# #1



## eman1885 (Oct 23, 2016)

Well after passing several shot opportunities at smaller bucks and does so far this season, I rattled this guy in last night. 




I was hunting a hot a white oak on the edge of a food plot. Shortly after I got in the stand at 5:30 I had a little spike come by and feed out into the plot. He eventually made his way out of sight and I settled back in. At 6:30 or so the wind began to lay a little, so I decided to rattle a bit. I had seen two small bucks fighting the week before so I was real gentle with them. Well nothing came in so I put the horns back up. At 6:55 I decided to try it again. I had rattled for 15 seconds when I thought I heard something on the other side of the creek.  Not thinking much of it I kept rattling.

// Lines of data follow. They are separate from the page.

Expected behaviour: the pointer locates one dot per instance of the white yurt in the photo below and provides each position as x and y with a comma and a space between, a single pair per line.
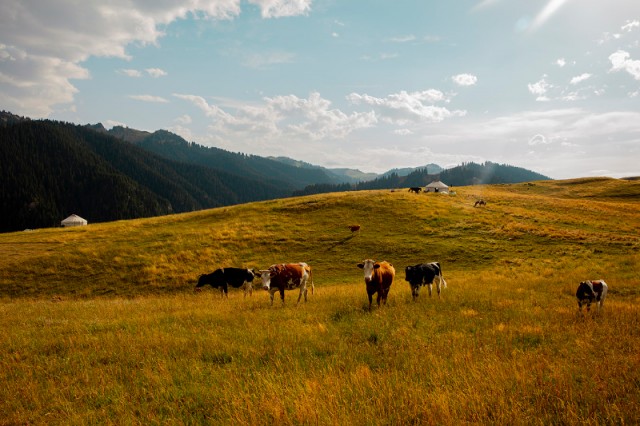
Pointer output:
74, 220
437, 186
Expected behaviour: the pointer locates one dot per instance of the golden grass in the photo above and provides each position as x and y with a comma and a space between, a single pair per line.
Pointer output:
100, 324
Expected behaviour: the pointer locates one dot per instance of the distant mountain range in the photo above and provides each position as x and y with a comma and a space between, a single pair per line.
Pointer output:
49, 170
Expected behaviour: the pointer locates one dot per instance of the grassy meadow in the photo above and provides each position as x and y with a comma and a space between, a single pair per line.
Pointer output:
100, 324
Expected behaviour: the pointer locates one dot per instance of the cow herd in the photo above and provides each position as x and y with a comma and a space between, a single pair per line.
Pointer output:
378, 277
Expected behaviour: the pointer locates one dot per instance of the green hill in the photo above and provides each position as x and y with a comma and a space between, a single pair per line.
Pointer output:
51, 170
100, 324
523, 224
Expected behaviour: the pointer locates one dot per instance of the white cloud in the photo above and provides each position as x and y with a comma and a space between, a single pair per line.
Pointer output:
403, 132
130, 73
539, 140
284, 116
580, 78
282, 8
156, 72
465, 79
630, 26
46, 42
149, 98
264, 60
184, 119
621, 60
404, 107
547, 12
403, 39
540, 88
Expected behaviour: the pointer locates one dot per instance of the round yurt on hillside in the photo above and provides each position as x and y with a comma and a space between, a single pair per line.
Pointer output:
73, 220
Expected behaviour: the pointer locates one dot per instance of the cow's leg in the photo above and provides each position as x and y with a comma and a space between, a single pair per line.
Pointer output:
415, 291
385, 293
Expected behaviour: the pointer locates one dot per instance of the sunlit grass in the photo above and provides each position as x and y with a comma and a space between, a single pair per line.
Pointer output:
100, 324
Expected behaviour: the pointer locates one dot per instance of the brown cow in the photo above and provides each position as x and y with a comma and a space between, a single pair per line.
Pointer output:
287, 276
378, 276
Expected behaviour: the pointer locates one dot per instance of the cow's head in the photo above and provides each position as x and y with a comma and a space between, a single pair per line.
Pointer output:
585, 290
368, 266
202, 280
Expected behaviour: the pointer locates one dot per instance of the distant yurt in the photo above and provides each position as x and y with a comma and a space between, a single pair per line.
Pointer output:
437, 186
74, 220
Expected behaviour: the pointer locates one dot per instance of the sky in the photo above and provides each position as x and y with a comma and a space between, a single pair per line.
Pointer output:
549, 85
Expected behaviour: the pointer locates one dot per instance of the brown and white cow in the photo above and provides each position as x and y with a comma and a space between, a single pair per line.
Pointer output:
287, 276
590, 291
378, 276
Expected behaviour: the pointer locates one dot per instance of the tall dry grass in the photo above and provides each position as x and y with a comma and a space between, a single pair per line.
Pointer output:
100, 325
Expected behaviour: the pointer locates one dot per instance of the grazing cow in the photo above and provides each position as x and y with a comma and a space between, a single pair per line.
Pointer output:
378, 276
287, 276
224, 277
591, 290
424, 274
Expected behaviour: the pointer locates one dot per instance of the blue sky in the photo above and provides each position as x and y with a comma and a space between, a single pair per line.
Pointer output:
550, 85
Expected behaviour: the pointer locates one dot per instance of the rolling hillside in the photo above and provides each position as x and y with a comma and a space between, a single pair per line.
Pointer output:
51, 170
542, 222
101, 324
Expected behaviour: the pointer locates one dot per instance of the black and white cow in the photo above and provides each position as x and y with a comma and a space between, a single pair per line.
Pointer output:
224, 277
590, 291
424, 274
287, 276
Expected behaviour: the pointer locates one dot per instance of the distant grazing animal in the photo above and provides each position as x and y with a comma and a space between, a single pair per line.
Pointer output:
287, 276
378, 276
424, 274
224, 277
591, 290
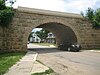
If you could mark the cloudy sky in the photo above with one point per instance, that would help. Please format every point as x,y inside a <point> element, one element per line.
<point>73,6</point>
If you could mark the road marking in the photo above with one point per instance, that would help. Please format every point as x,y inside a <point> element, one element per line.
<point>35,56</point>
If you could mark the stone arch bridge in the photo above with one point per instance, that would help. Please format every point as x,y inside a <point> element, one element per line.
<point>67,27</point>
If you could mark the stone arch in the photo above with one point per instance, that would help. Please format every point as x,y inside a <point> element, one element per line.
<point>62,24</point>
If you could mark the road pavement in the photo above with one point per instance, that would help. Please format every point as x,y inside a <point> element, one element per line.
<point>69,63</point>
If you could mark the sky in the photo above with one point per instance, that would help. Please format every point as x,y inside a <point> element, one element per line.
<point>71,6</point>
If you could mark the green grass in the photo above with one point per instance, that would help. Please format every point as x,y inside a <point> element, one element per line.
<point>44,44</point>
<point>8,59</point>
<point>46,71</point>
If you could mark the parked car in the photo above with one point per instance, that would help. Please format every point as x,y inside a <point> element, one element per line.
<point>70,47</point>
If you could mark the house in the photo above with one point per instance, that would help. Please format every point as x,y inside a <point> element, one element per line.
<point>51,38</point>
<point>34,38</point>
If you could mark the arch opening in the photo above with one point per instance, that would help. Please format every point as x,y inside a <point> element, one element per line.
<point>63,34</point>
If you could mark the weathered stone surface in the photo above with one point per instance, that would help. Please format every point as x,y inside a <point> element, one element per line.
<point>65,27</point>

All of a sudden he popped out of the creek bed and charged in to about 30 yards. I was stuck with my horns in hands and still sitting, I usually try to stand before I shoot. Well he stood there for a couple minutes trying to find the fight and peeing on his hocks. Finally he made his move, he came through a gap in the brush at 20 yards, but then turned and made his way to 15 yards and directly to my left. Which made it so all I had to do was raise my bow and shoot. At the shot he was quartering slightly to, but the shot looked good and he tore out. A few yards in I saw the arrow come threw the off side and I was feeling good.  I got down 30 minutes later and met my uncle and dad and found blood. We followed it for 70 yards and it petered out so we backed out to give it some time. I called a buddy who is great at blood trailing, and also called a couple of tracking dogs but they were all busy. We decided to meet up a couple hours later and look for him. As luck would have it he was 20 hards from where we had found last blood and he had crossed the creek. 

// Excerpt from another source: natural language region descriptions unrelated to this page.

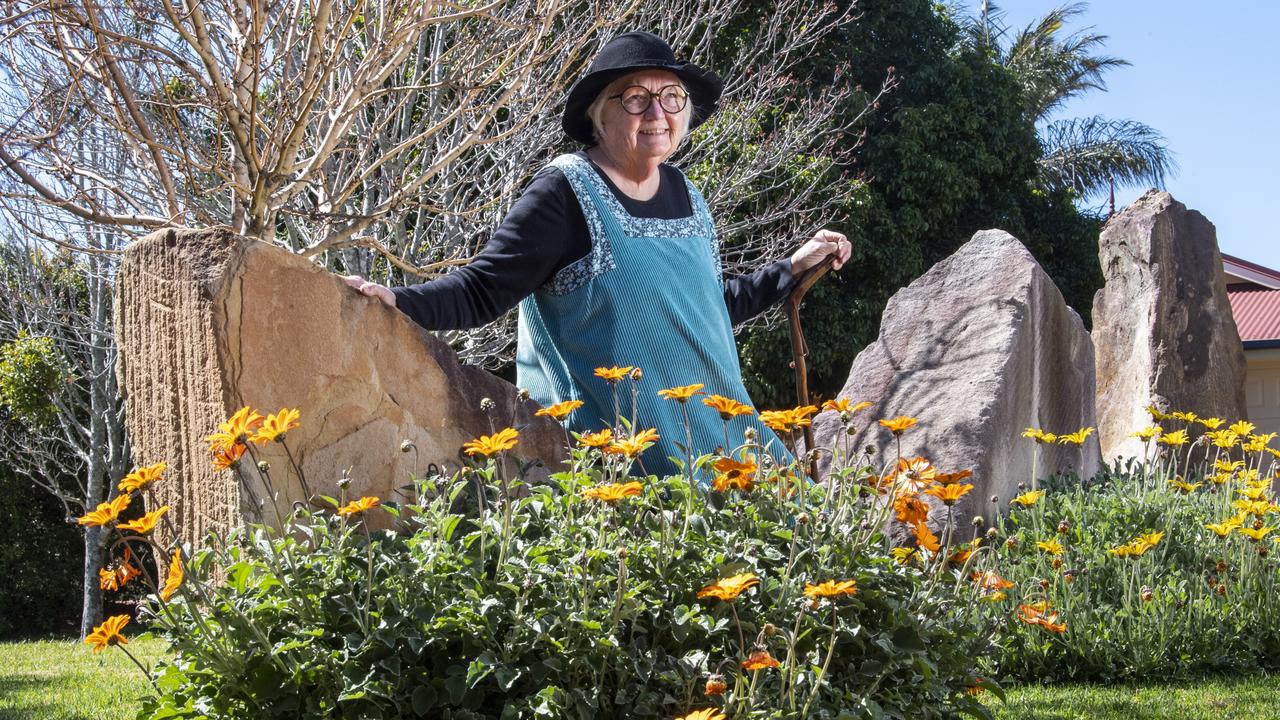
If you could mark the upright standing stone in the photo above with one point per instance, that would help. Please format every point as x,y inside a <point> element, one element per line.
<point>1162,326</point>
<point>978,349</point>
<point>209,322</point>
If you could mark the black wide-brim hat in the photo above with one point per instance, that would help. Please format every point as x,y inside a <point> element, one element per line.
<point>629,53</point>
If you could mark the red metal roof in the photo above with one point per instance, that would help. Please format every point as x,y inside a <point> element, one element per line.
<point>1261,269</point>
<point>1256,310</point>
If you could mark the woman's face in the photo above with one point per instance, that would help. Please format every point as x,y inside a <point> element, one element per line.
<point>652,135</point>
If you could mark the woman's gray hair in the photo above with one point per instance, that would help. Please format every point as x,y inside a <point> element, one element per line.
<point>595,110</point>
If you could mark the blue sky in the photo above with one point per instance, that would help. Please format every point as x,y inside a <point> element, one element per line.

Shot him with a longbow I made. 50# at 28" gold tip 1535 and a Simmons interceptor


----------



## charlie 2 arrow (Oct 23, 2016)

Congratulations on a great buck!


----------



## Bonaire-Dave (Oct 23, 2016)

Great looking deer. I would think it might be one you would consider having mounted. Glad you were able to recover it, before coyotes got to it. Dave


----------



## Hughy (Oct 23, 2016)

Congrats again bud!


----------



## Dowis1974 (Oct 23, 2016)

That's a nice buck congrats!!


----------



## Barebowyer (Oct 23, 2016)

Well done!  Pretty buck and good story!


----------



## deast1988 (Oct 23, 2016)

Congrats


----------



## sawtooth (Oct 23, 2016)

That is certainly a beautiful deer. Congratulations.


----------



## Barry Duggan (Oct 23, 2016)

Good deal Eric.


----------



## Pointpuller (Oct 23, 2016)

Outstanding!!!!  Congrats on a fine buck, pic and a great story.


----------



## jekilpat (Oct 23, 2016)

Great story and fine buck.  Congratulations!


----------



## jerry russell (Oct 23, 2016)

Great story and buck.


----------



## Mudfeather (Oct 23, 2016)

great...


----------



## GrayG (Oct 24, 2016)

Great buck! Congrats!!


----------



## dm/wolfskin (Oct 24, 2016)

way to go Eric.


----------



## Jake Allen (Oct 24, 2016)

Man yea; congratulations!


----------



## jbird1 (Oct 24, 2016)

Excellent!


----------



## bowtoater (Oct 24, 2016)

Great job


----------